3- L’appui à peine voilée de la Représentante du Secrétaire Général, madame Meagher Helen Lalime, Coordonatrice du Bureau Intégré des Nations Unies en Haïti (BINUH) à la construction d’un état de fait que voudrait imposer le Président Jovenel Moïse à travers une révision constitutionnelle hors norme et l’organisation d’une farce électorale.

4- Un éclairage pour le Secrétaire Général sur certaines omissions relevées dans le rapport comme la mauvaise foi de l’équipe au pouvoir manifestée dans l’échec du processus de dialogue inter haïtien dans la perspective d’une résolution durable de la crise sociopolitique, l’occupation du territoire national par des gangs armés récemment fédérés au niveau de la région métropolitaine en une organisation dénommée « G-9 an Fanmi » et la terreur qu’ils répandent au su et au vu du gouvernement.

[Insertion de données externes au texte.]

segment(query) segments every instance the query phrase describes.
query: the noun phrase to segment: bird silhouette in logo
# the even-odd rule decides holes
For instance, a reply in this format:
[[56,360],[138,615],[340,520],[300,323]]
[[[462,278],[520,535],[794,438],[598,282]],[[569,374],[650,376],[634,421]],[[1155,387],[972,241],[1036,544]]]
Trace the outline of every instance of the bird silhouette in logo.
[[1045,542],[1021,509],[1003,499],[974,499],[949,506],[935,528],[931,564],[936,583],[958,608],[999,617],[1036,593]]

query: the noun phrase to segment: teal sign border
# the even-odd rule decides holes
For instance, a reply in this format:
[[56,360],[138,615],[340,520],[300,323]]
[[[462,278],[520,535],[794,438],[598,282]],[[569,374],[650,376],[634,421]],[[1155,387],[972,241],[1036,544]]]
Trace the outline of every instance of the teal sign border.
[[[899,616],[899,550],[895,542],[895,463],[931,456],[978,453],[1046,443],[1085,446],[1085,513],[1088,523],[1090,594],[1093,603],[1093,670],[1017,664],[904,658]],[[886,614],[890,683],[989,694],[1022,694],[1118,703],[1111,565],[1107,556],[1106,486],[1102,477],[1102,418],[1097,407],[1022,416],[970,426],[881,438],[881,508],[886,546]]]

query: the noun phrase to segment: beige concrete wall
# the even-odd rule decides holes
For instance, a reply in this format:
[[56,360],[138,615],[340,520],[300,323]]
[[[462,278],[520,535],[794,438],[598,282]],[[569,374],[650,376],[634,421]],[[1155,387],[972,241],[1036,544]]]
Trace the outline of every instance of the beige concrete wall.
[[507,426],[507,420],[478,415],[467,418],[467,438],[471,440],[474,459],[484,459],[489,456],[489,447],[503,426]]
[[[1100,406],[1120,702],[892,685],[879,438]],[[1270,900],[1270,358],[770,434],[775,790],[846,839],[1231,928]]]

C’est, en guise d’éditorial, cette correspondance que TANBOU VERITE présente in extenso dans son 5e numéro à ses cher.e s lecteurs et lectrices pour cette fin du mois de juin 2020.

Monsieur Antonio GUTERRES
Secrétaire Général des Nations Unies,
En ses bureaux

Monsieur le Secrétaire Général,

Les partis politiques signataires de la présente note vous saluent très cordialement. Ils prennent occasion pour souligner à votre attention leurs préoccupations après la présentation de votre rapport à la réunion du Conseil de Sécurité sur Haïti le 19 juin dernier eu égard à la mission assignée au Bureau Intégré des Nations Unies en Haïti (BINUH).

Depuis 1990, les Nations Unies maintiennent en Haïti sous diverses appellations des missions de maintien de la paix. Le 16 octobre 2019, le Conseil de Sécurité a décidé de mettre en place le BINUH pour une période initiale de douze mois. La mission qui lui est assignée reste invariable : instaurer une stabilité permanente en Haïti de manière à atteindre les objectifs du développement durable au regard de la pauvreté, des inégalités, du climat, de la dégradation de l’environnement, de la prospérité, de la paix et de la justice à l’horizon 2030. A ce compte, le Secrétaire Général devrait soumettre, chaque 120 jours, un compte rendu sur l’évolution de la situation en tenant compte de l’application de la résolution, des cas de non exécution et des mesures prises pour y remédier.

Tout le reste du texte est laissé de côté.